L'homme vit rouge, mais réfléchit deux secondes.

- Ce sont ces deux pouffiasses ! Vous savez ce qu'elles faisaient dans le jacuzzi ?! Il vous faut un dessin peut-être ?

- Je n'ai rien vu de scabreux. Par contre, vous, vous les avez suivies, puis importunez. Ce n'est pas tolérer dans mon établissement. Ici, chacun doit se sentir libre d'être qui il veut, et personne ne peut en profiter ou être irrespectueux. En conséquence, vous n'avez plus accès au spa, puisque vous ne savez pas vous tenir.

- C'est une honte ! Je vais vous massacrer sur les réseaux sociaux !

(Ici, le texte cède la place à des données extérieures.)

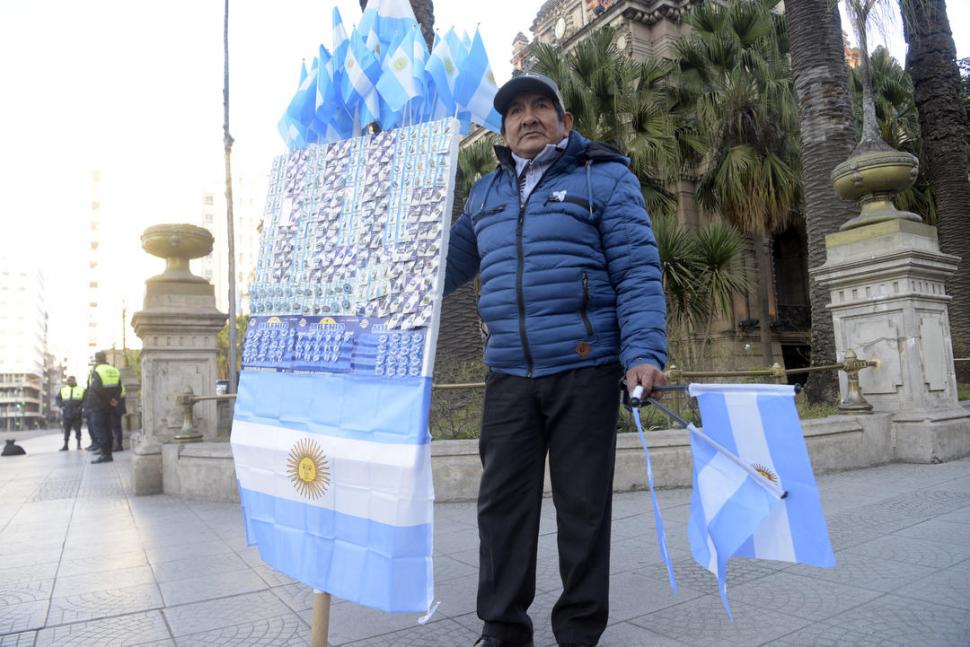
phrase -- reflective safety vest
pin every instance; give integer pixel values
(72, 393)
(110, 376)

- Qu'à cela ne tienne, j'en ferai de même, preuve à l'appui.

- Espèce de…

- Mesurez vos paroles. Bonne journée.

Elle planta là son client, qui partit du ranch une heure plus tard, avec perte et fracas, embarquant sa femme dans son sillage. Victoria souffla enfin, satisfaite de la tournure des évènements.

- Et une andouille en moins. Une !

Elle retourna vaquer à ses occupations, en sifflotant gaiement.

Emma et Regina furent rapidement de retour chez elles. La soirée était déjà bien entamée, et Henri ne rentrerait que le lendemain soir, permettant au couple de se retrouver avant que la petite tornade ne s'abatte sur elles. Elles remirent en place leurs affaires, et la brune s'activa autour de la machine à laver, afin de ne pas remettre les taches ménagères au lendemain. Emma furetait du côté de la cuisine, affamée.

- Regina, une pizza ce soir, ça te dit ?

La mère de famille revint près de sa compagne, une moue dubitative sur le visage.

- Ce n'est guère ma tasse de thé. Que dirais-tu de commander japonais, plutôt ?

- Excellente idée ! Un chirashi saumon pour toi, et un plateau de sushis pour moi ? De la soupe miso ?

- Oui, bien entendu.

Emma décrocha son téléphone et passa la commande. Elle raccrocha, et sourit à la brune.

- Nous pourrons manger d'ici une demi-heure.

- Parfait.

Cette dernière se rapprocha, et enserra la taille de la blonde, qui inclina la tête sur le côté.

- Madame Mills, une envie particulière ?

- Seulement un besoin de câlins, avant le dur retour à la réalité.

- Tu n'as pas tort, profitons-en.

Elles restèrent ainsi, avant d'entendre la sonnerie de l'entrée.

- Je crois que le dîner est servi !

Regina laissa la blonde prendre le repas, et dressa le couvert.

Lorsqu'Emma ouvrit la porte, elle sourit en voyant le livreur lui tendre les mets qu'elle appréciait tant. Mais en arrière plan, une ombre passa dans le couloir, la faisant plisser des yeux. Marianne la vit et ne la salua pas, toujours aussi hautaine. Emma souleva les épaules, et s'en retourna chez elle, afin de passer la soirée en charmante compagnie.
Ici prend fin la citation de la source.